Ich nahm dann die Abba-Scheibe. Richtige Entscheidung. Die ist heute immer noch super, während die Teens offenbar doch nicht ganz das Zeug zum Klassiker hatten.
Um die Smiths von Anfang an mitzubekommen, war ich jene zwei, drei Jahre zu jung, die in diesem Alter beinahe zwei, drei Generationen ausmachen. Zwischen 12 und 15 wird so gut wie alles im Leben eines Jungen auf den Kopf gestellt, durcheinandergewirbelt, neu sortiert und beleuchtet, mit neuen Vorzeichen versehen. Das Kind wächst in die Fremde, das Leben wird Zumutung, die Musik muss ersetzen, was die Welt ermangelt, und es mangelt überall.
Jedenfalls stieg ich zur dritten und besten Platte ein, „The Queen ist dead“, und von da an blieb die Musik dieser vielleicht bedeutendsten Band aller Zeiten der ewige akustische Spiegel meines Innern. Meines jugendlichen Innern, muss ich sagen.

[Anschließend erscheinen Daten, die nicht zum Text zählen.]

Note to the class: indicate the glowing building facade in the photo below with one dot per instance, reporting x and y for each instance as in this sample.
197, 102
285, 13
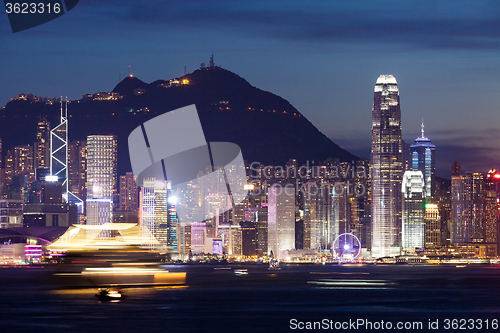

Denn wenn ich heute in diese Musik hineinblicke, dann sehe ich nicht mehr mich, aber ich sehe noch eine ferne, vergangene Möglichkeit von mir, eine frühere Instanz, über die ich nicht spotten und lachen mag, wie über andere Peinlichkeiten und Jugendsünden. Ich sehe das Ernste und immer noch Anwesende, das tief Überdauernde dieser schwierigen Zeit, den in alle Richtungen reißenden Schmerz und die Ströme von unsäglicher Selbstverachtung, die die Seele empfindsamer Jugend zu allen Zeiten bedrohen, sie an Mauern und Abgründen entlangwälzen, bis man schließlich zerrieben, zerschunden, zerbrochen als Erwachsener im Leben aufwacht, hinreichend abgestorben und frei von Illusionen.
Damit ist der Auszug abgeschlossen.